Une responsabilité qui se manifeste personnellement ou dans le cadre de groupes, de mouvements ou d'autres réalités ecclésiales, en plus d'autres collaborations qu'ils peuvent mener à bien comme catéchistes ou dans d'autres tâches intra-ecclésiales.

Ils sentent que l'évangélisation n'est pas quelque chose à laquelle il faut collaborer de temps en temps, mais une mission qu'ils ressentent comme leur propre mission, par le simple fait d'être baptisés, et qu'ils réalisent de manière différente des ministres sacrés ou des membres de la vie religieuse ; mais ils la réalisent tous en complémentarité.
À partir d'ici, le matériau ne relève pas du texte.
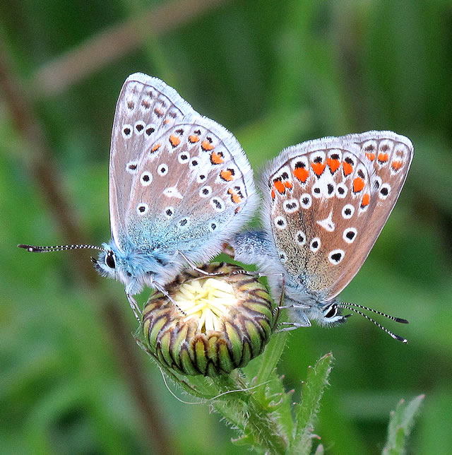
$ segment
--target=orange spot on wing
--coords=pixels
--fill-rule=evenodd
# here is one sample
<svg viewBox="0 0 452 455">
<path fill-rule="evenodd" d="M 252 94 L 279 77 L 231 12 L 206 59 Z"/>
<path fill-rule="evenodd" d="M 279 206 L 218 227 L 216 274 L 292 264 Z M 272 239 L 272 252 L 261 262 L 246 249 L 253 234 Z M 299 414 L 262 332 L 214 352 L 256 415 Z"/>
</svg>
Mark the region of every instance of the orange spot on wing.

Le pape, dans sa récente constitution Praedicate Evangelium En ce qui concerne la Curie romaine et son service à l'Église, elle accorde un rôle de premier plan au Dicastère pour l'évangélisation. Que signifie cette décision à votre avis ? Votre livre se situe également dans ce thème chrétien central.  

- Comme il l'a expliqué à plusieurs reprises, le rôle prépondérant de la Dicastère pour l'évangélisation correspond à l'impulsion que François souhaite donner à la nouvelle évangélisation. Cela s'inscrit dans une continuité claire avec les orientations du Concile Vatican II et des pontificats précédents, de manière incisive et globale. Dans mon livre, la nouvelle évangélisation est un fil rouge qui traverse tous les chapitres.
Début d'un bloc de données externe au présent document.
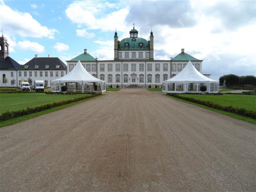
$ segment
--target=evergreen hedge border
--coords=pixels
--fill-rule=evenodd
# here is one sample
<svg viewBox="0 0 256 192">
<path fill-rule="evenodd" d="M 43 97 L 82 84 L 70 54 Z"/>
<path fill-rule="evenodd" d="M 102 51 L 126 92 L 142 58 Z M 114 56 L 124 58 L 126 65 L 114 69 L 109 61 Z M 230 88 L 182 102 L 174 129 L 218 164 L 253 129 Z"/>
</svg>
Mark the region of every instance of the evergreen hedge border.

Y a-t-il d'autres questions que vous aimeriez commenter ?

- Il convient de préciser que le mot "pastoral" a été utilisé pendant de nombreux siècles presque exclusivement en relation avec les évêques et les prêtres. Depuis le Concile Vatican II, et de plus en plus, il est utilisé pour exprimer la mission évangélisatrice de l'Église en général. Le Christ est le bon berger (cf. Jn. ch. 10) et chaque chrétien a, de diverses manières, la charge des autres. En même temps, il y a toujours eu et il y aura toujours des bergers dans l'Église au sens hiérarchique du terme. En outre, tout changement de terminologie - surtout s'il touche une mentalité qui s'est développée au fil des siècles - comporte certains risques.
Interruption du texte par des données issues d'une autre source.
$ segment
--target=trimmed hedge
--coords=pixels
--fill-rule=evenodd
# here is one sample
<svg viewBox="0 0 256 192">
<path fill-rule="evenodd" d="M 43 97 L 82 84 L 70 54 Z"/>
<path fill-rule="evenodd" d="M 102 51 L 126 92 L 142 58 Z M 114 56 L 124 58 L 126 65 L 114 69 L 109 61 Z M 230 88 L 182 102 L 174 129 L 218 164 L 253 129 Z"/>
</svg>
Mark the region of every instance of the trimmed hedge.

Dans ce cas, certains peuvent encore penser que la "théologie pastorale" est l'affaire des seuls clercs, mais ce n'est pas le cas, même si eux, les clercs, ont leur propre voie et leurs propres tâches dans la mission de tous. C'est pourquoi cette discipline théologique peut parfois être appelée par d'autres noms : Théologie de la mission, de l'évangélisation ou de l'action ecclésiale, etc. Toutes sont légitimes si l'on est conscient de ce à quoi l'on a affaire.